In many countries in Southeast Europe, including Bulgaria, citizens were exposed to a toxic mix of local and foreign misinformation and propaganda. This was further exacerbated by limited media freedom, governance deficits, and the lack of credible public policy responses to disinformation. Furthermore, large tech platforms such as Google, Facebook, Twitter, and Amazon gained significant economic and political power, allowing them to remain unresponsive to the misuse of their services and algorithms by malicious actors.

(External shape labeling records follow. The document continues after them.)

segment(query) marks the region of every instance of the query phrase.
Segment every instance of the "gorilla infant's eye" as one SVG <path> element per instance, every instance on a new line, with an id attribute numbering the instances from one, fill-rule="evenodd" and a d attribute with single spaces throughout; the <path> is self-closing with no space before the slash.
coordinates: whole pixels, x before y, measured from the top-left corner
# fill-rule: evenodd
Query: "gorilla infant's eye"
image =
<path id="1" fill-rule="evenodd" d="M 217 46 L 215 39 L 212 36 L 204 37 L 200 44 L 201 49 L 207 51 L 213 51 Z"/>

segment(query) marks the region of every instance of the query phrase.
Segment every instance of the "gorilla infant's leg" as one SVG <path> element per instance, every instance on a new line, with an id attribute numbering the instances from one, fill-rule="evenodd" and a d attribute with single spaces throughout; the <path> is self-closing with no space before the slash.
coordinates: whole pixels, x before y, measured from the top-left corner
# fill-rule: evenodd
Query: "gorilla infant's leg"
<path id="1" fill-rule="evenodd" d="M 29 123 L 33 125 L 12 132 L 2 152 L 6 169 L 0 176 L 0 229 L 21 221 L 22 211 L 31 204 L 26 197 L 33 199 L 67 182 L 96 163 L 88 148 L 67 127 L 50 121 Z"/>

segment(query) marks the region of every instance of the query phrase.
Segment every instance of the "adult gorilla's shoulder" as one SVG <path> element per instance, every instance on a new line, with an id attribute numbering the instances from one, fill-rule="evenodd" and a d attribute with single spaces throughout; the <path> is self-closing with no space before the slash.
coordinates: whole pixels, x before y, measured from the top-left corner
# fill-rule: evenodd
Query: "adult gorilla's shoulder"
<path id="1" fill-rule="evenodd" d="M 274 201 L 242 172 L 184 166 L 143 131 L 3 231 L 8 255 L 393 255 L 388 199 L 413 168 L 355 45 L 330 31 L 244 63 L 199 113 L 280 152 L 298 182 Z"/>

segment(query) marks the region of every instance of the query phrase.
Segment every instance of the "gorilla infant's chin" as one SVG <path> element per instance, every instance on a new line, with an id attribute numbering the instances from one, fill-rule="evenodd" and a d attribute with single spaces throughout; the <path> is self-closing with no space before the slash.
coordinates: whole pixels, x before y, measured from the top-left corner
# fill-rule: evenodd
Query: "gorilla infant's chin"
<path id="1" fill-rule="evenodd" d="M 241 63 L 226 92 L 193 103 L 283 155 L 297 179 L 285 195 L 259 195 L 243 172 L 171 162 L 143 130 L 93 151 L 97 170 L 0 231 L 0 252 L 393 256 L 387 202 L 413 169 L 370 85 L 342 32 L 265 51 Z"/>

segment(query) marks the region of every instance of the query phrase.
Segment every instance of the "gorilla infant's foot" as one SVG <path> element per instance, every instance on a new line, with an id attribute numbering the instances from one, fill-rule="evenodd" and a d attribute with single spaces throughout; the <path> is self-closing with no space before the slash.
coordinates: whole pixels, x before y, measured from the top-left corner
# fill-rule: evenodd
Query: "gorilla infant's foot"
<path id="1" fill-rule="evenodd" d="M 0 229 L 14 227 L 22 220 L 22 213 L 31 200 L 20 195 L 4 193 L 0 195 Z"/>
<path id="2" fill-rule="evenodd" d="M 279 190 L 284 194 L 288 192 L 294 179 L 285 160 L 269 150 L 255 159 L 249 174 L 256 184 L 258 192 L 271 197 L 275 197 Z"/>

The Kremlin, along with China, took advantage of this situation and intensified their information operations and political interference in the region. They promoted nationalist, anti-migrant, misogynistic, anti-EU, and anti-NATO messaging, aiming to undermine the Euro-Atlantic positions of local governments and erode public trust in democratic values and institutions. The SEE countries, particularly Bulgaria, were vulnerable to foreign disinformation due to cognitive biases towards Russia and its authoritarian model among the general population, political parties, leaders, and the media.